Michelle setzt sich auf den schwarzen Hocker neben der Liege. "Hast du schon Angst, kleine Miss Jones?" Sie spricht langsam. Ihre Stimme ist hallend, tief.
Laurie fährt der Schrecken in Mark und Bein. "Loupine wird mich retten. Ich weiss es."
Michelle lacht schallend, schrill. "Loupine? Das tausendjährige Kuscheltier? Niemals. Du glaubst an ihre Kräfte, nicht wahr? Dann mach dich auf eine ganz neue Erfahrung gefasst, Luzie Claire Jones. Denn nun wirst du lernen, was echte Kräfte sind!" Miss Franklin nimmt Lauries Hand. Augenblicklich schiesst heisse Energie durch ihren Körper. Laurie weiss nicht, was geschieht, dann wird alles schwarz.
***
"Wie war das? Seid ihr noch zu retten? Ich glaube, ich dreh gleich durch!" Claire Jones ist aufgestanden und tigert nervös im Wohnzimmer auf und ab.

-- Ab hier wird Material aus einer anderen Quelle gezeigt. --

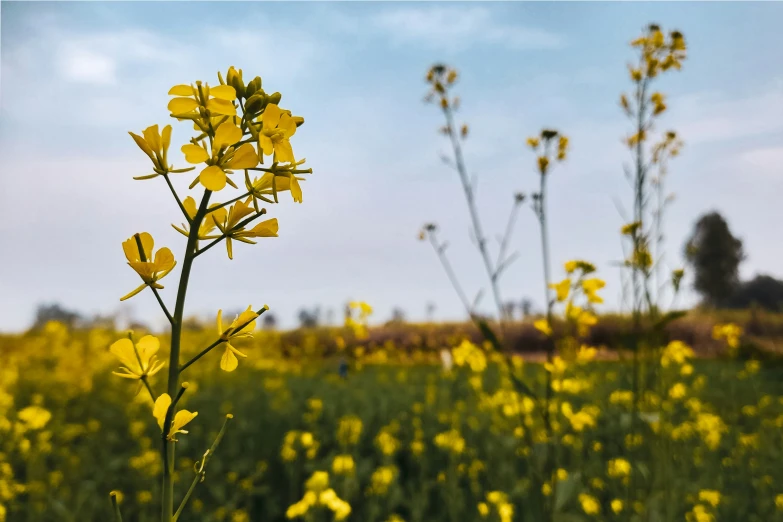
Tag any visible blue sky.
[0,2,783,330]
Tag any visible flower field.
[0,323,783,522]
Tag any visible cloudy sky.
[0,2,783,331]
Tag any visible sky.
[0,1,783,331]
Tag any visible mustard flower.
[109,335,165,379]
[217,306,258,372]
[211,198,278,259]
[182,121,258,191]
[120,232,177,301]
[258,103,296,163]
[549,278,571,302]
[152,393,198,442]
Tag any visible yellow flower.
[699,489,720,507]
[549,278,571,302]
[109,335,165,379]
[582,277,606,303]
[120,232,177,301]
[305,471,329,493]
[258,103,296,163]
[182,121,258,191]
[152,393,198,442]
[332,455,356,475]
[579,493,601,515]
[533,319,552,336]
[16,406,52,430]
[246,170,305,203]
[128,125,171,179]
[171,196,215,248]
[217,306,258,372]
[669,382,688,400]
[168,83,237,118]
[607,459,631,478]
[207,197,278,259]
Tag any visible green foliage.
[685,212,745,307]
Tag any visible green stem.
[161,190,212,522]
[172,414,234,522]
[443,107,504,324]
[109,491,122,522]
[179,306,269,373]
[163,174,190,219]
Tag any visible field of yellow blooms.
[0,322,783,522]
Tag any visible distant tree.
[427,301,437,323]
[685,212,745,307]
[261,312,277,330]
[519,297,533,319]
[33,303,82,330]
[726,275,783,312]
[297,306,321,328]
[386,306,405,324]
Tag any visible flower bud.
[245,76,261,98]
[245,93,266,114]
[226,65,245,98]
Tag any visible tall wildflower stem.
[443,105,505,329]
[161,190,212,522]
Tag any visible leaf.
[555,472,582,512]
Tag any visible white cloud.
[370,6,564,50]
[672,82,783,144]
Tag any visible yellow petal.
[207,98,237,116]
[171,410,198,434]
[128,131,155,161]
[155,247,176,272]
[182,143,209,164]
[215,122,242,149]
[258,133,275,155]
[109,339,141,374]
[169,85,193,96]
[142,125,160,152]
[248,218,278,237]
[290,175,302,203]
[136,335,160,369]
[275,138,296,163]
[220,347,239,372]
[168,98,198,114]
[182,196,197,219]
[199,165,226,192]
[226,143,258,169]
[217,309,223,335]
[122,232,155,263]
[209,85,237,101]
[160,125,171,152]
[120,283,147,301]
[261,103,283,129]
[152,393,171,431]
[277,114,296,138]
[209,207,228,228]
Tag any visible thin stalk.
[179,307,268,374]
[427,231,473,318]
[109,491,122,522]
[172,414,234,522]
[163,174,190,222]
[161,190,212,522]
[443,107,504,322]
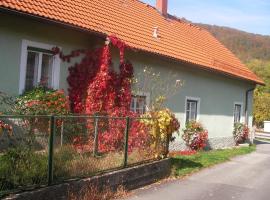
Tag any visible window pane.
[234,104,241,123]
[130,96,146,114]
[25,51,39,91]
[186,100,198,123]
[40,54,53,87]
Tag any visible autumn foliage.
[182,121,208,150]
[54,36,149,152]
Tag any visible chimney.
[157,0,168,17]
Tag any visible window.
[130,95,147,114]
[19,40,60,93]
[186,98,199,123]
[233,103,242,123]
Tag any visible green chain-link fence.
[0,115,168,196]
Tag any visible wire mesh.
[0,116,50,195]
[0,115,167,196]
[54,116,125,182]
[128,118,167,165]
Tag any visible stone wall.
[170,137,235,151]
[6,158,171,200]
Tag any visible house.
[0,0,263,148]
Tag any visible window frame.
[233,102,243,124]
[130,92,150,112]
[184,96,201,124]
[19,40,61,94]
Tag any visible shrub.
[14,86,69,115]
[170,150,197,157]
[0,147,48,191]
[233,123,249,145]
[142,109,180,156]
[182,121,208,150]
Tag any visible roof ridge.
[0,0,263,83]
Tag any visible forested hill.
[196,24,270,63]
[192,23,270,93]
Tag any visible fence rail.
[0,115,165,196]
[255,131,270,140]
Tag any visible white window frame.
[19,40,61,94]
[233,101,244,124]
[130,92,150,111]
[184,96,201,124]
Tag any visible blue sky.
[141,0,270,35]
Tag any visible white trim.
[19,40,61,94]
[184,96,201,124]
[132,92,150,111]
[232,101,244,124]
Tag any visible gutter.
[245,87,255,126]
[0,6,265,85]
[0,6,107,39]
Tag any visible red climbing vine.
[53,36,149,152]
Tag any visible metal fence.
[0,115,168,196]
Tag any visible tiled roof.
[0,0,263,84]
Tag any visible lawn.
[171,146,256,177]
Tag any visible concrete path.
[123,144,270,200]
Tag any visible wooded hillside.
[196,21,270,123]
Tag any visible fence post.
[123,117,130,167]
[48,115,55,185]
[93,116,98,156]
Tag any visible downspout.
[245,88,255,126]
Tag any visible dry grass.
[67,186,127,200]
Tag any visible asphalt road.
[123,144,270,200]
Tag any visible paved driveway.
[123,144,270,200]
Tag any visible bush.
[0,147,48,191]
[182,121,208,150]
[142,109,180,156]
[14,86,70,115]
[233,123,249,145]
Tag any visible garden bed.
[3,159,170,200]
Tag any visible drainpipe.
[245,88,255,126]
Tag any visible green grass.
[171,146,256,177]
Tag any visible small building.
[0,0,263,148]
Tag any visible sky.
[141,0,270,35]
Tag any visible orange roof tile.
[0,0,263,84]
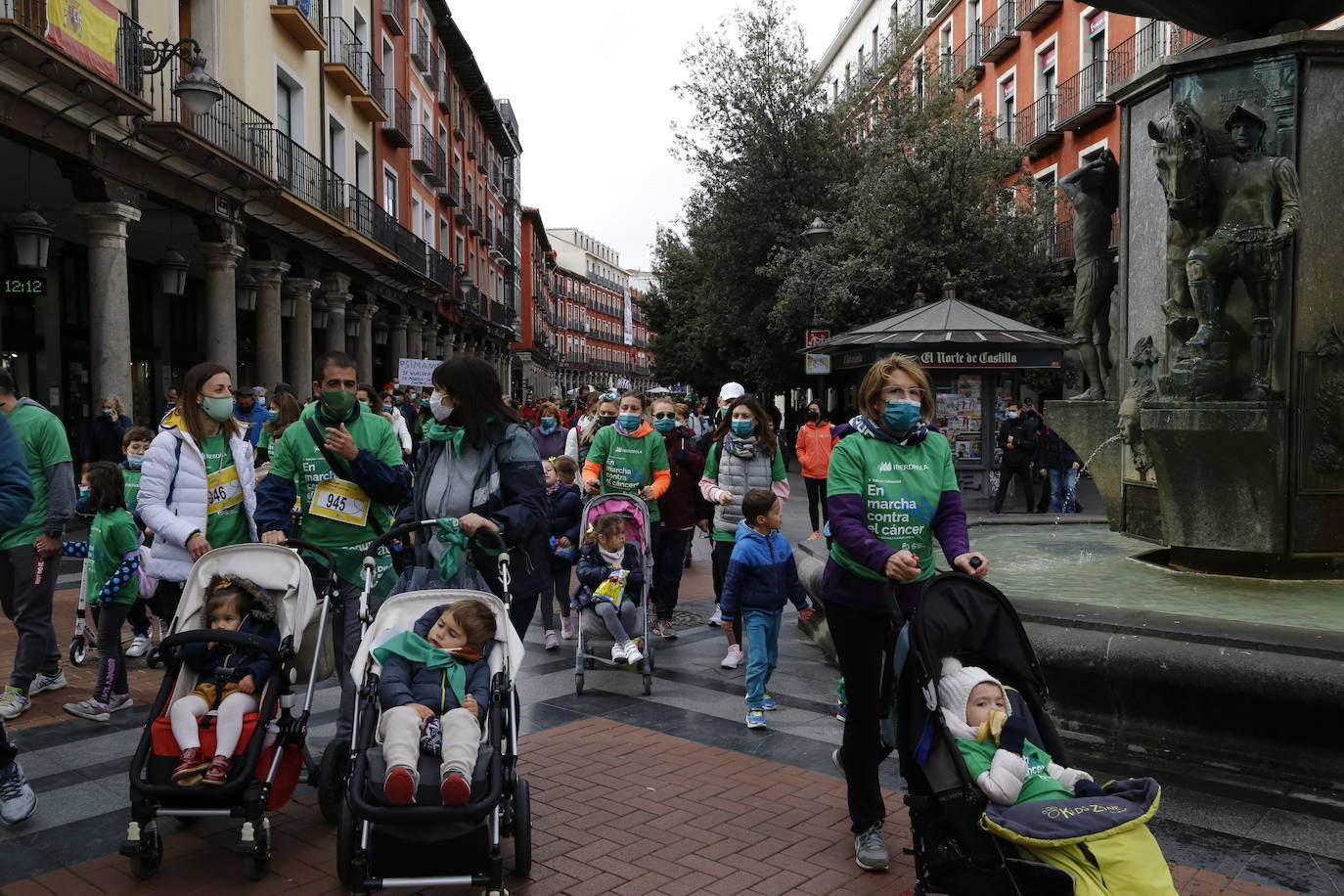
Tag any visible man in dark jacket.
[995,402,1036,514]
[1035,422,1083,514]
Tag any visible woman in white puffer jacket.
[136,361,256,628]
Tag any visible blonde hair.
[859,353,934,422]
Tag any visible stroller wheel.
[130,824,164,880]
[246,818,270,880]
[317,738,349,825]
[514,778,532,877]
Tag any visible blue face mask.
[881,398,919,435]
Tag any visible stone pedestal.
[1046,402,1124,530]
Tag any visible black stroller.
[336,519,532,896]
[883,572,1074,896]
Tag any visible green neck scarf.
[374,631,467,710]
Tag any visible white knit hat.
[938,657,1012,721]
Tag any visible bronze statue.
[1186,100,1301,402]
[1059,149,1120,400]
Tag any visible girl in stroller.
[572,514,644,665]
[168,575,280,785]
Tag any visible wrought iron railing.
[272,130,346,217]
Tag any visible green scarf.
[374,631,467,709]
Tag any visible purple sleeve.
[933,490,970,562]
[827,494,892,573]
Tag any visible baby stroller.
[574,492,653,697]
[336,519,532,896]
[883,572,1157,896]
[121,541,335,880]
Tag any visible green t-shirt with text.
[85,508,140,605]
[587,426,668,522]
[827,432,960,582]
[0,404,69,551]
[269,402,405,594]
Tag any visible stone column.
[321,274,353,354]
[71,202,140,407]
[387,314,405,377]
[198,244,244,375]
[285,277,323,395]
[251,254,289,388]
[406,312,425,357]
[355,295,378,382]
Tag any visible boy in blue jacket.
[719,489,812,728]
[374,601,495,806]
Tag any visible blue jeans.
[1050,469,1078,514]
[741,609,784,709]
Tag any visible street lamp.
[140,37,224,115]
[10,204,53,270]
[801,215,836,246]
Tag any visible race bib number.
[308,478,368,526]
[205,467,244,515]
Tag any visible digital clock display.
[0,277,47,295]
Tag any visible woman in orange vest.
[794,402,834,539]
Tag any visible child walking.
[168,575,280,787]
[61,461,140,721]
[542,459,583,650]
[574,514,644,663]
[374,601,495,806]
[719,489,812,728]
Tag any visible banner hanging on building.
[47,0,119,82]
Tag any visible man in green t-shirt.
[256,352,411,738]
[0,370,75,719]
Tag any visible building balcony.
[981,0,1023,62]
[270,0,327,50]
[1059,59,1115,130]
[383,87,414,149]
[272,130,346,220]
[1017,94,1064,154]
[1017,0,1064,31]
[411,125,435,176]
[0,0,154,115]
[381,0,410,37]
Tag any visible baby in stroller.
[938,657,1176,896]
[168,575,280,785]
[373,601,495,806]
[572,514,644,665]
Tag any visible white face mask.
[428,391,453,424]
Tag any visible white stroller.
[121,541,334,880]
[574,492,653,695]
[336,519,532,896]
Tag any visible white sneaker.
[0,685,32,719]
[28,669,69,697]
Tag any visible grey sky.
[452,0,851,269]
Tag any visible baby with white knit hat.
[938,657,1100,806]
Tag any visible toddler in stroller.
[374,601,495,806]
[168,575,280,785]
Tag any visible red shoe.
[383,766,416,806]
[438,770,471,806]
[172,747,209,787]
[202,755,233,785]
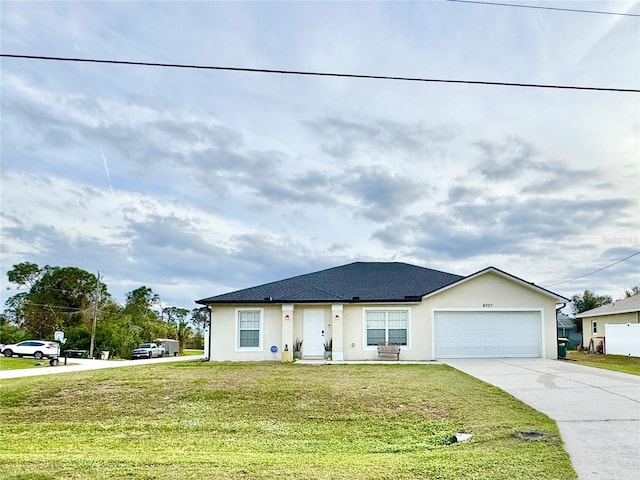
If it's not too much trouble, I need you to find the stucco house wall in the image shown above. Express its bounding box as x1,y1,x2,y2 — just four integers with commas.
582,312,640,348
200,264,567,361
422,272,557,358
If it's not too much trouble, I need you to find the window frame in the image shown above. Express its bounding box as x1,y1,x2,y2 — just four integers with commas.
235,307,264,352
362,306,411,350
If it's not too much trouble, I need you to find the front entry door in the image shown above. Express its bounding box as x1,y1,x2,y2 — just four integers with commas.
302,310,324,357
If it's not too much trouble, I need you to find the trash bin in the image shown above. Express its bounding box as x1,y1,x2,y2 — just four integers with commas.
558,338,569,358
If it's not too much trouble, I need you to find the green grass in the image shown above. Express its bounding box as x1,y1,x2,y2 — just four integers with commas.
567,350,640,375
0,356,49,370
182,348,204,356
0,362,576,480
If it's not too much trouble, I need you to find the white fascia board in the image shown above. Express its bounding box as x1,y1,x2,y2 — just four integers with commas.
576,308,639,318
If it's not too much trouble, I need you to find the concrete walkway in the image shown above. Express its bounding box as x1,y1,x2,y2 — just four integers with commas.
444,359,640,480
0,355,204,380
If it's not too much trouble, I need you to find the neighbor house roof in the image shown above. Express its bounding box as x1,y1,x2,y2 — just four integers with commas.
196,262,464,305
576,294,640,318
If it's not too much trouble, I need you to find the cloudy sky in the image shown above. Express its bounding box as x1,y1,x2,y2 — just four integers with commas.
0,0,640,308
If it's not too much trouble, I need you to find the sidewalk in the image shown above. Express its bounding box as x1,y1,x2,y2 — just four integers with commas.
0,355,204,380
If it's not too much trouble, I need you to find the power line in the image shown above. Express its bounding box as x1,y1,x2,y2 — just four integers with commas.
0,53,640,93
446,0,640,17
547,252,640,287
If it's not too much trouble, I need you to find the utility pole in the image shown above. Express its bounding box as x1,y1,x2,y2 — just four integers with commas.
89,271,100,358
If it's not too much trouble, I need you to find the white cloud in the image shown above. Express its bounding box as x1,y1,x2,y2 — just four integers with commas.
0,2,640,305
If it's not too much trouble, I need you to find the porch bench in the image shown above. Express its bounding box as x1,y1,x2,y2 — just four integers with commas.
378,342,400,360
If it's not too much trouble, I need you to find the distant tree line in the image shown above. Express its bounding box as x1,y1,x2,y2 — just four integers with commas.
571,285,640,332
0,262,208,358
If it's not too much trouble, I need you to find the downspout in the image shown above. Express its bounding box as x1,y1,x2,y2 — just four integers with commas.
207,305,213,362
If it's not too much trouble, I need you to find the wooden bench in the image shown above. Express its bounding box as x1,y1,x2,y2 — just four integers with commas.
378,342,400,360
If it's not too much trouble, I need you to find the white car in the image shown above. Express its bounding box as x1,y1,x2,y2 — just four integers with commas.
2,340,60,360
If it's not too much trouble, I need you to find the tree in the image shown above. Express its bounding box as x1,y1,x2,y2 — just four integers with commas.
624,285,640,298
571,290,612,332
191,307,209,330
162,307,189,326
6,262,109,338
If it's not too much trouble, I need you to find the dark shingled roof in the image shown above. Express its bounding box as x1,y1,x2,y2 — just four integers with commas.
196,262,464,305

Chu und Kevin sitzen geknickt auf dem Sofa, ihre Köpfe hängen. Chus Eltern versuchen, die Szene zu begreifen.
Claire bleibt stehen. "Es gibt bisher vier Tote, richtig? Und ihr naiven Teenager denkt, ihr seid dem gewachsen? Oh Mann!"
"Claire, beruhige dich, bitte. Dein Wutausbruch hilft nun auch nicht weiter."
"Danny! Deine Ruhe möchte ich einmal haben! Das ist deine Tochter, die da draussen verschollen ist! Verstehst du das? Und ich bin daran schuld!" Claire setzt sich und weint. Danny nimmt sie in den Arm.
"Claire, vielleicht solltest du unseren Freunden hier zuerst einmal erklären, wer du wirklich bist. Danach können wir die Rettung unserer Tochter organisieren."
Claire schluchzt, fasst sich und atmet stark ein und aus. "Mein Name ist Commander Claire Jones. Ich leite eine streng geheime Truppe erfahrener Kämpfer der CIA. Wir jagen diesen Wolf seit vielen Jahren." Claire hat ihren Kopf gesenkt und spricht nur leise.
Kevin räuspert sich. Claire bewegt sich müde und schaut ihn fragend an.
"Ehm, ... Mrs. Jones, da ist noch etwas. Es geht nicht um Miss Wolff. Loupine Wolff hat sich heute auf unsere Seite geschlagen und uns gewarnt. Ich fürchte, wir haben es mit weit gefährlicheren Wesen zu tun."
"Bitte sage mir, dass das nicht wahr ist."
Kevin hebt entschuldigend die Schultern, Chu weint und nickt, ihr Vater hat sie längst in den Arm genommen. Aus der Küche riecht es verführerisch nach Pizza.
Claire wirft ihre Arme in die Höhe und dreht den Kopf hin und her. "Scheisse, verdammt!" Sie stützt sich zwischen den Händen auf. Ganz leise sagt sie nach einer kurzen Pause: "Danny - dein Gebiet. Du bist dran!" Dabei schaut sie ihren Mann an.